Review | ‘The Whale’ is a deeply affecting film that will move you

The Whale | In cinemas now| Dir: Daren Aronofsky | ★ ★ ★ ★ 

The film starts with a blank computer screen, before we see students in a Zoom session for a college writing class who joke about their tutor not managing to get his camera to work. Working from his dingy apartment, and unable to leave it, the morbidly obese Charlie (Brendan Fraser) doesn’t want his students to see him.

Charlie wasn’t always obese. He was once married, with a young daughter, but then he fell in love with another man and was forced to leave all that. After the death of his partner Alan, he has been on a self-destructive path to eat himself to death and refuse medical attention.

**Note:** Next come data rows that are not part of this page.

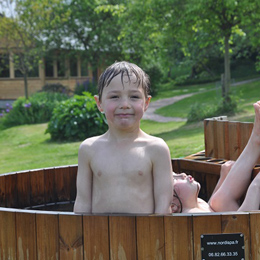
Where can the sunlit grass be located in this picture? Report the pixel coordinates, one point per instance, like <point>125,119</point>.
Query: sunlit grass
<point>28,147</point>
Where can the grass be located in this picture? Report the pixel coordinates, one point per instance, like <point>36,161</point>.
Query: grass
<point>27,147</point>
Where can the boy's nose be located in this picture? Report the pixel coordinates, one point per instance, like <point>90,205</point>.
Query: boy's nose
<point>124,103</point>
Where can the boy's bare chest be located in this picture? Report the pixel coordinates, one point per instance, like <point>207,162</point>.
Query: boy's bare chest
<point>127,160</point>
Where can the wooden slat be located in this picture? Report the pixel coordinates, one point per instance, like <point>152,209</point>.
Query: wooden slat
<point>70,237</point>
<point>245,132</point>
<point>209,137</point>
<point>23,189</point>
<point>234,141</point>
<point>96,237</point>
<point>37,187</point>
<point>73,178</point>
<point>47,236</point>
<point>178,235</point>
<point>255,235</point>
<point>150,237</point>
<point>2,190</point>
<point>204,224</point>
<point>10,190</point>
<point>62,183</point>
<point>238,223</point>
<point>26,235</point>
<point>122,237</point>
<point>49,180</point>
<point>211,182</point>
<point>220,138</point>
<point>7,234</point>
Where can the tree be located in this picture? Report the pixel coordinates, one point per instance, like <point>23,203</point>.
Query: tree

His only visitors are his friend and nurse Liz (Hong Chau) and Thomas (Ty Simpkins), a missionary from the New Life Church who thinks he’ll be saved by saving Charlie’s soul. The only other visitor is Charlie’s estranged hurt-fueled teenage daughter Ellie (Sadie Sink) who Brendan wants to apologise to before he departs this world.

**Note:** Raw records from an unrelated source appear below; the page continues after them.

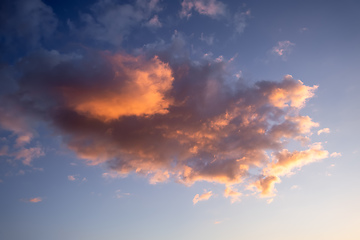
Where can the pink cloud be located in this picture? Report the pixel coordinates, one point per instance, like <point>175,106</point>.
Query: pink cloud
<point>165,117</point>
<point>71,178</point>
<point>203,197</point>
<point>154,22</point>
<point>33,200</point>
<point>28,154</point>
<point>211,8</point>
<point>324,130</point>
<point>283,48</point>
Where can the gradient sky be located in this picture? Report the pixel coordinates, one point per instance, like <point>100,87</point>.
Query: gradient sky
<point>186,119</point>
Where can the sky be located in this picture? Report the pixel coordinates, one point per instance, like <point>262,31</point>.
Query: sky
<point>185,119</point>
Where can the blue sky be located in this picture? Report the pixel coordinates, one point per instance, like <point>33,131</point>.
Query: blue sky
<point>189,119</point>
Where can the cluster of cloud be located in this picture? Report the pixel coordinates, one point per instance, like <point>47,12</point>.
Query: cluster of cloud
<point>168,118</point>
<point>211,8</point>
<point>157,112</point>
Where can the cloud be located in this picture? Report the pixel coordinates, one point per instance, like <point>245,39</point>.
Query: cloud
<point>324,130</point>
<point>28,154</point>
<point>33,200</point>
<point>71,178</point>
<point>211,8</point>
<point>120,194</point>
<point>111,22</point>
<point>154,22</point>
<point>284,163</point>
<point>335,154</point>
<point>203,197</point>
<point>283,49</point>
<point>163,116</point>
<point>232,194</point>
<point>209,40</point>
<point>304,29</point>
<point>240,20</point>
<point>26,22</point>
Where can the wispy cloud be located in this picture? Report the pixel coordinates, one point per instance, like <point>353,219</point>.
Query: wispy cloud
<point>324,130</point>
<point>211,8</point>
<point>203,197</point>
<point>71,178</point>
<point>335,154</point>
<point>33,200</point>
<point>283,49</point>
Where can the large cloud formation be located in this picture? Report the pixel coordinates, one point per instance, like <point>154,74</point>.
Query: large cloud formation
<point>162,115</point>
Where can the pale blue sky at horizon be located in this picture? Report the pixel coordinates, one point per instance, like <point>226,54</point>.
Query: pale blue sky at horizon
<point>187,119</point>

There is so much drama hemmed in by the walls of the small apartment and brought to life by award-winning acting. Ellie actually hates everyone and is failing at school, and Charlie agrees to help her with her English, and will even pay her if she’ll spend some time with him.

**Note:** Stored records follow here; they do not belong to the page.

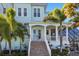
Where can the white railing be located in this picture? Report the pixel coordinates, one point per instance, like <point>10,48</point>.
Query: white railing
<point>49,38</point>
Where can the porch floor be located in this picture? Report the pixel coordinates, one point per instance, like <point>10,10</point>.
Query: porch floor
<point>38,48</point>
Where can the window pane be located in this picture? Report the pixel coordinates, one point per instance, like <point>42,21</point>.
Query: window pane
<point>25,11</point>
<point>34,12</point>
<point>38,12</point>
<point>4,10</point>
<point>19,11</point>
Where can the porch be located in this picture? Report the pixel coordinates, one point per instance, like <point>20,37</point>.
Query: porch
<point>48,33</point>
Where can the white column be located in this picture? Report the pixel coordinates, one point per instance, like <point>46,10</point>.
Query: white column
<point>56,32</point>
<point>30,41</point>
<point>66,32</point>
<point>45,32</point>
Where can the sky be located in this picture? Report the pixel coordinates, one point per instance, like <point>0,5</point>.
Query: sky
<point>51,6</point>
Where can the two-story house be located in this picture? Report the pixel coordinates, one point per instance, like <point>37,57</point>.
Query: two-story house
<point>40,32</point>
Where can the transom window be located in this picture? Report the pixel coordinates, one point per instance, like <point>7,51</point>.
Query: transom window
<point>25,11</point>
<point>36,12</point>
<point>19,11</point>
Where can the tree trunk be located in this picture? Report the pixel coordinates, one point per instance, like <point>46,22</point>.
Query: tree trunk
<point>60,36</point>
<point>20,46</point>
<point>0,47</point>
<point>10,47</point>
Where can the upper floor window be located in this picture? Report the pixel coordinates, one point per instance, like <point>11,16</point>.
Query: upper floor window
<point>25,11</point>
<point>19,11</point>
<point>36,12</point>
<point>4,10</point>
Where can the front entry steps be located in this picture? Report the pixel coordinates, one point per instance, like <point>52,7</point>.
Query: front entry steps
<point>38,48</point>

Director Darren Aronofsky is known for films where his characters are dealing with major addictions which are wrecking their lives. In Requiem for a Dream (2000), a group of heroin addicts living on Coney Island dream about better lives. In The Wrestler (2008), Mickey Rourke is a former wrestler who is obsessed with reclaiming his former glory. In the unforgettable Black Swan (2010), Natalie Portman’s character is so obsessed with perfecting her role in Swan Lake that hallucinations merge with her reality.

Apart from allusions to Charlie’s weight, the title of the film comes from the central motif, an essay by a young student on the novel Moby Dick by Herman Melville, that Charlie has read so many times that he knows it by heart. This is a deeply affecting film continues Aronofsky’s penchant for self-destructive leads whose addictions hide a troubled soul.